In [2]:
import os
from dotenv import load_dotenv
import pandas as pd
from langchain_community.utilities import SQLDatabase
from sqlalchemy import create_engine, inspect, text
import warnings
warnings.filterwarnings("ignore")

In [3]:
df = pd.read_csv('online_gaming_behavior_dataset.csv')
df.head(5)

Unnamed: 0,PlayerID,Age,Gender,Location,GameGenre,PlayTimeHours,InGamePurchases,GameDifficulty,SessionsPerWeek,AvgSessionDurationMinutes,PlayerLevel,AchievementsUnlocked,EngagementLevel
0,9000,43,Male,Other,Strategy,16.271119,0,Medium,6,108,79,25,Medium
1,9001,29,Female,USA,Strategy,5.525961,0,Medium,5,144,11,10,Medium
2,9002,22,Female,USA,Sports,8.223755,0,Easy,16,142,35,41,High
3,9003,35,Male,USA,Action,5.265351,1,Easy,9,85,57,47,Medium
4,9004,33,Male,Europe,Action,15.531945,0,Medium,2,131,95,37,Medium


In [9]:
df.shape

(40034, 13)

In [4]:
path = "/sqldb.db"
# create db engine 
engine = create_engine(f'sqlite://{path}', echo=False)
# insert the csv data to sql table
#df.to_sql(name='online_gaming_behavior_dataset', con=engine)

In [5]:
# The Table name create in db
inspect(engine).get_table_names()

['online_gaming_behavior_dataset']

In [8]:

# Let's check if data is inserted correctly
conn = engine.connect()
res = conn.execute(text("SELECT * FROM online_gaming_behavior_dataset")).fetchall()
conn.close()
print(len(res))

40034


In [7]:
# we can also connect using the langchain library 
db = SQLDatabase.from_uri(f"sqlite://{path}")
print(db.dialect)
print(db.get_usable_table_names())
db.run("SELECT * FROM online_gaming_behavior_dataset LIMIT 10;")

sqlite
['online_gaming_behavior_dataset']


"[(0, 9000, 43, 'Male', 'Other', 'Strategy', 16.271118760553215, 0, 'Medium', 6, 108, 79, 25, 'Medium'), (1, 9001, 29, 'Female', 'USA', 'Strategy', 5.525961380570566, 0, 'Medium', 5, 144, 11, 10, 'Medium'), (2, 9002, 22, 'Female', 'USA', 'Sports', 8.223755243499511, 0, 'Easy', 16, 142, 35, 41, 'High'), (3, 9003, 35, 'Male', 'USA', 'Action', 5.265351277318268, 1, 'Easy', 9, 85, 57, 47, 'Medium'), (4, 9004, 33, 'Male', 'Europe', 'Action', 15.53194452113429, 0, 'Medium', 2, 131, 95, 37, 'Medium'), (5, 9005, 37, 'Male', 'Europe', 'RPG', 20.561855414112557, 0, 'Easy', 2, 81, 74, 22, 'Low'), (6, 9006, 25, 'Male', 'USA', 'Action', 9.752716365932256, 0, 'Hard', 1, 50, 13, 2, 'Low'), (7, 9007, 25, 'Female', 'Asia', 'RPG', 4.401729344841462, 0, 'Medium', 10, 48, 27, 23, 'Medium'), (8, 9008, 38, 'Female', 'Europe', 'Simulation', 18.15273259575482, 0, 'Easy', 5, 101, 23, 41, 'Medium'), (9, 9009, 38, 'Female', 'Other', 'Sports', 23.942771725289525, 0, 'Easy', 13, 95, 99, 36, 'High')]"

In [3]:
print("Are environment variables loaded?:", load_dotenv())
print("Is required API Key present?:", bool(os.getenv("GOOGLE_API_KEY")))

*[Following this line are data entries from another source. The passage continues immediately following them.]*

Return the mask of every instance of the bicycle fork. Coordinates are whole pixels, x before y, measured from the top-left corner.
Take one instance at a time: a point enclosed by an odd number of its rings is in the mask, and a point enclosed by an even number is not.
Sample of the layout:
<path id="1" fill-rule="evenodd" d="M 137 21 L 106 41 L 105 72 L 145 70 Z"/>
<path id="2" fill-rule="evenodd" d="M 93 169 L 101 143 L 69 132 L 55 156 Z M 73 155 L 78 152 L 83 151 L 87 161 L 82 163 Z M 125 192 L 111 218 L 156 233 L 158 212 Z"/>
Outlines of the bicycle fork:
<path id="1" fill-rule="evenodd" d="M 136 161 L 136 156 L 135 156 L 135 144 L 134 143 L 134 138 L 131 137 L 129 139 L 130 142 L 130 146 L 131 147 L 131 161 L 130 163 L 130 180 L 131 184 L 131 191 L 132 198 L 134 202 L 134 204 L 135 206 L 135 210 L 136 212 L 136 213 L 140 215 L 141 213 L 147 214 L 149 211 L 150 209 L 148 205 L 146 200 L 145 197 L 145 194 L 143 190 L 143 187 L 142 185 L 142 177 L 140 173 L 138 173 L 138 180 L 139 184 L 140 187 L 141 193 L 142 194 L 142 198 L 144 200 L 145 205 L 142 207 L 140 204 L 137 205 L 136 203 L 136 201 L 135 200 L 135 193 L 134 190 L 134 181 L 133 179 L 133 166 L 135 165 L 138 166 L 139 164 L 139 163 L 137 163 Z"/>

Are environment variables loaded?: True
Is required API Key present?: True


In [None]:
# %pip install -qU langchain-google-genai
# To access Google AI models you'll need to create a Google Acount account, 
# get a Google AI API key, and install the langchain-google-genai integration package.
from langchain_google_genai import ChatGoogleGenerativeAI

llm = ChatGoogleGenerativeAI(
    model="gemini-2.0-flash-001",
    temperature=0,
    max_tokens=1000,
    timeout=None,
    max_retries=2,
)

In [None]:
# Create sql agent using the langchain, it handles all required instrunction for sql agent.
from langchain_community.agent_toolkits import create_sql_agent
agent_executor = create_sql_agent(llm, db=db, agent_type="openai-tools", verbose=True)

In [None]:
# Let's ask question to Agent and get the answer from our dataset.
result = agent_executor.invoke({"input": "What is country with highest no. of players"})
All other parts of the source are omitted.